Find an expression for the function whose graph is the given curve.
a) The bottom half of the parabola x+(y-1)^2=0
b) The top half of the circle (x-1)^2 + y^2= 0
I think I have a vague idea of what I need to have in my expression for b; I know it's a circle with a center (1,0) and a radius of 1, so the range is [0,2] and the range [that we're concerned with] is [0, 1]. I think I might need to use the absolute value of x in there somewhere, but other than that I don't know what to do. For both a) and b), I don't really know how to formulate an expression for a function where the slope is not constant. Any help would be appreciated.
a) To find an expression for the function whose graph is the bottom half of the parabola x + (y - 1)^2 = 0, we need to isolate y and solve for it.
x + (y - 1)^2 = 0
(y - 1)^2 = -x
y - 1 = ±√(-x)
To consider the bottom half of the parabola, we only need the negative square root:
y - 1 = -√(-x)
y = 1 - √(-x)
So, the expression for the function whose graph is the bottom half of the parabola is y = 1 - √(-x).
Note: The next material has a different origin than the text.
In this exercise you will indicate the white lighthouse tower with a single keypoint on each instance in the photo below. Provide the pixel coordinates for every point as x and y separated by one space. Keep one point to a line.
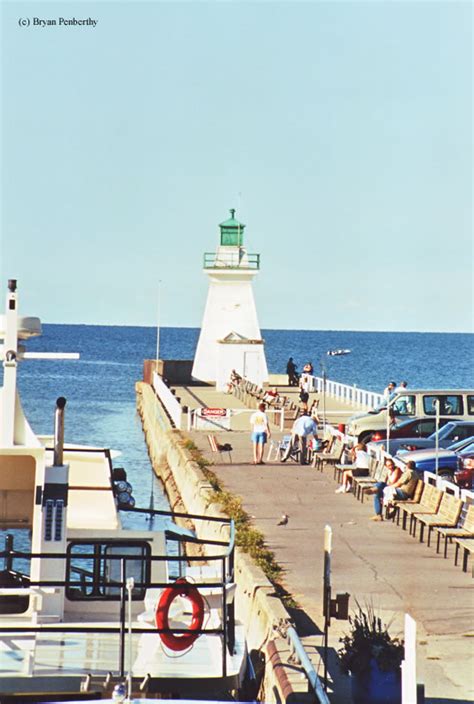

b) To find an expression for the function whose graph is the top half of the circle (x - 1)^2 + y^2 = 0, we need to isolate y and solve for it.
(x - 1)^2 + y^2 = 0
y^2 = - (x - 1)^2
y = ±√(-(x - 1)^2)
To consider the top half of the circle, we only need the positive square root:
y = √(-(x - 1)^2)
However, this expression gives the entire upper half of the circle. To limit it only to the range [0, 1], we can add a restriction to the expression. We know that the circle has center (1,0) and radius 1. On the interval [0, 1] the y-coordinate is always positive, so we can modify the expression to:
y = |√(-(x - 1)^2)|
This accounts for the restriction of the range [0, 1] and gives the expression for the function whose graph is the top half of the circle.
Note: The expression involves the absolute value of √(-(x - 1)^2) because the negative square root will only be valid for x-values outside the range [0, 1].